Initial optimism with programs to prove theorems or play games; AI winter due to funding cuts.
Compute power and problem formulation issues hindered early progress.
AI led to contributions in computer science such as high-level programming languages and time-sharing.
Renewed Interest (1970s-1980s)
Focused on knowledge and expert systems, leading to real industry impacts.
Second AI winter due to challenges in maintaining deterministic rules and over-promising.
Return to Neural Networks (1950s-1980s)
Early work by McCulloch and Pitts on artificial neural networks; logical basis for neurons.
1969’s Perceptrons book stifled interest in neural networks temporarily.
1980s rediscovery of backpropagation, early success stories like Yann LeCun's convolutional neural network for handwritten digit recognition.
Modern AI and Deep Learning (2010s-2020s)
2012: AlexNet revolutionized computer vision, AlphaGo and other AI systems achieving major milestones.
Evolution of AI from logic-based to incorporating neural networks and deep learning techniques.
Conceptual Approach to AI
AI as Agents vs. AI as Tools
AI as Agents: Creating systems that mimic human capabilities like perception, language, reasoning, and learning.
AI as Tools: Using technology to benefit society (e.g., satellite imagery for poverty prediction, optimizing energy consumption in data centers).
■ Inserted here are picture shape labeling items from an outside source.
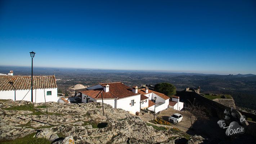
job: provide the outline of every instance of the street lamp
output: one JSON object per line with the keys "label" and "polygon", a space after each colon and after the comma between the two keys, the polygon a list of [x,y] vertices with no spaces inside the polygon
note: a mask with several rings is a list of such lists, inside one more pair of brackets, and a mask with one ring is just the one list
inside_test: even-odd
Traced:
{"label": "street lamp", "polygon": [[155,114],[156,114],[156,96],[154,98],[154,99],[155,100],[155,109],[154,110],[154,120],[155,120]]}
{"label": "street lamp", "polygon": [[31,101],[33,103],[33,58],[35,57],[35,53],[33,51],[29,53],[30,53],[30,57],[32,58],[32,64],[31,71]]}

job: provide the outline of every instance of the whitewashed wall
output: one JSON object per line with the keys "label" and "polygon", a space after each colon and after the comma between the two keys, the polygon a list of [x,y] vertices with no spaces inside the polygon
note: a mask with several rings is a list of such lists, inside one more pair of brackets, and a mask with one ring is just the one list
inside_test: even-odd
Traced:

AI systems must also address issues like security, bias, and fairness (e.g., adversarial examples, bias in translation models, fairness in criminal risk assessment).
Paradigms and Models
Modeling Inference and Learning Paradigm
Modeling: Simplifying real-world problems into mathematically precise models (e.g., finding shortest paths in graphs).
Inference: Asking questions and finding solutions within a defined model (e.g., shortest path computation).
Learning: Deriving model parameters from data using algorithms (e.g., learning edge weights in graphs from travel times).
Machine learning moves complexity from code to data, with a focus on generalization and formalization via probability theory.
Different Types of Models
Reflex Models
Fixed set of computations without feedback (e.g., linear classifiers, deep neural networks).
State-based Models
Model the world as a set of states and actions to move between states, useful in games, robotics, and motion planning.
Types: search problems, Markov decision processes (MDPs), and adversarial games (e.g., Pac-Man assignment and competition).
Variable-based Models
Focus on constraints and dependencies between variables (e.g., Bayesian networks, constraint satisfaction problems like Sudoku).
Logic-based Models
Systems capable of understanding and reasoning with logic (e.g., natural language understanding, reasoning over heterogeneous information).
Example of logic-based interaction system demonstrating knowledge inference.
Course Logistics
Prerequisites
Programming, discrete math, and probability (with recommended or equivalent courses).
Coursework
Eight homeworks, mixed written and programming, centered on specific applications and models.
Exam focused on problem-solving and model application, closed book with one-page notes.
Final project with milestones (proposal, progress report, poster session) and groups of up to three.
Submissions via Gradescope, seven total late days allowed.
Piazza for communication, extra credit for student assistance.
Honor Code
Collaboration encouraged but homework and code must be written independently.
No code copying or posting on GitHub; debugging discussions restricted to input-output behaviors.
Use of MOSS to detect code duplication.
Introduction to Optimization
Discrete Optimization
Finding best discrete objects (e.g., paths) using Dynamic Programming (DP).
Continuous Optimization
Finding best vectors of real numbers to minimize objective functions, often using gradient descent.
Example Problems
Edit Distance (Dynamic Programming)
Transforming one string into another using minimal edits (insert, delete, substitute).
Memoization to optimize the computational process.
Regression (Gradient Descent)
Fitting a line to data points to minimize least squares error.
Use of gradient descent to iteratively find the optimal slope (w).